Dylan toured with The Band the following year (’74), and if you want to hear a Rock ’n’ Roll drummer who plays the music the way it should be played, listen to Levon Helm on those recordings. No gratuitous, narcissistic, immature, amusical showing off. Rather, tasteful adult accompaniment played by a mature musician. Though Jagger sang "It’s the singer, not the song", that it not correct. It IS the song; the best musicians know that, and play accordingly---in service to the song, for the greater good of the music.
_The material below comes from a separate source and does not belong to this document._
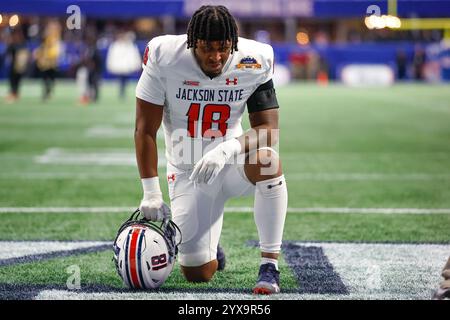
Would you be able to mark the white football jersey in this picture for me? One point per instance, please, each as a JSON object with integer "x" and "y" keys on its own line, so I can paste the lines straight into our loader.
{"x": 199, "y": 111}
Of course, playing Led Zeppelin "songs" (;-) is an entirely different proposition that playing Dylan songs. There is no way Helm could have played in LZ, or Bonham in The Band. The fact that Bonham’s playing is essential to LZ, that it is in fact representative of everything they were about, says it all. If you know what I mean.
My High School bandmates and myself loved The Yardbirds. The first three albums, that is. That band (and a few others) became the model for how to play. First with Eric Clapton's playing setting the tone, then Jeff Beck's. When the fourth album (Little Games) came out, we said to each other "WTF happened?!". It was TERRIBLE. I assume you know Jimmy Page was the lead guitarist on album four. He shortly thereafter formed LZ.
When Eric Clapton said, in The Last Waltz, that "Music had been going in the wrong direction for a long time. When I heard Music From Big Pink, I thought, well, someone has finally gone and done it right", it is exactly and precisely Led Zeppelin, and Bonham's playing, that he is calling "wrong". Of course, that's just Clapton's opinion; you are entitled to your own.